Organic anion and cation transport in vitro by dog choroid plexus: effects of neuroleptics and tricyclic antidepressants.

Dog lateral choroid plexus accumulates the cation 14C-emepronium and the divalent anion 125I-iodipamide in vitro. At 10 micron, high potency neuroleptics with a substituted piperazine side chain and also haloperidol depress only the uptake of the cation and even stimulate the uptake of the anion. In contrast, at 1--10 micron, the accumulation of both test substances is inhibited by neuroleptics and tricyclic antidepressants with an aliphatic side chain. Such unspecific effects on seemingly unrelated transport systems at concentrations reached clinically in the CSF might explain some side actions of low potency neuroleptics and antidepressants.
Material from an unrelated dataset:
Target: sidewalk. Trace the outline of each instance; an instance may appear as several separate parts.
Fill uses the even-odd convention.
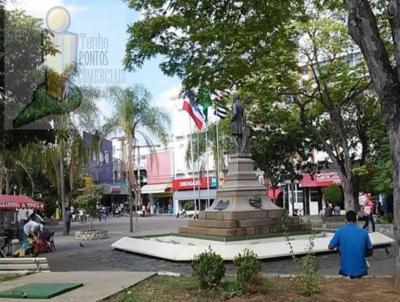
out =
[[[131,287],[151,276],[152,272],[116,272],[116,271],[97,271],[97,272],[57,272],[57,273],[37,273],[24,276],[15,280],[3,281],[0,283],[0,291],[7,290],[16,286],[32,282],[63,282],[63,283],[83,283],[83,286],[53,297],[51,299],[35,299],[34,301],[67,302],[101,301],[111,295],[116,294],[128,287]],[[20,302],[24,299],[0,299],[1,302]],[[26,301],[26,300],[25,300]]]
Organic cation uptake in vitro by the rabbit iris-ciliary body, renal cortex, and choroid plexus.

The uptake in vitro of radioactively labeled test substances was studied in tissues from albino rabbits. Choroid plexus, slices of outer renal cortex, and iris-ciliary body were incubated in a K-rich medium containing one of the cations 14C-Emepronium (Cetiprin), 14C-tetraethylammonium, 14C-choline, or 125I-o-iodobenzyltrimethylammonium and sometimes the anions 131I-o-iodohippurate and 125I-iodipamide. Choroid plexus and renal cortex accumulated all test substances, some to very high tissue-medium ratios. The iris-ciliary body preparation accumulated the anions well but the organic cations only weakly. The only convincing uptake was that of Emepronium. The affinity of this uptake system seemed to be similar to that in the kidney, half-saturating around 10(-4)M Emepronium.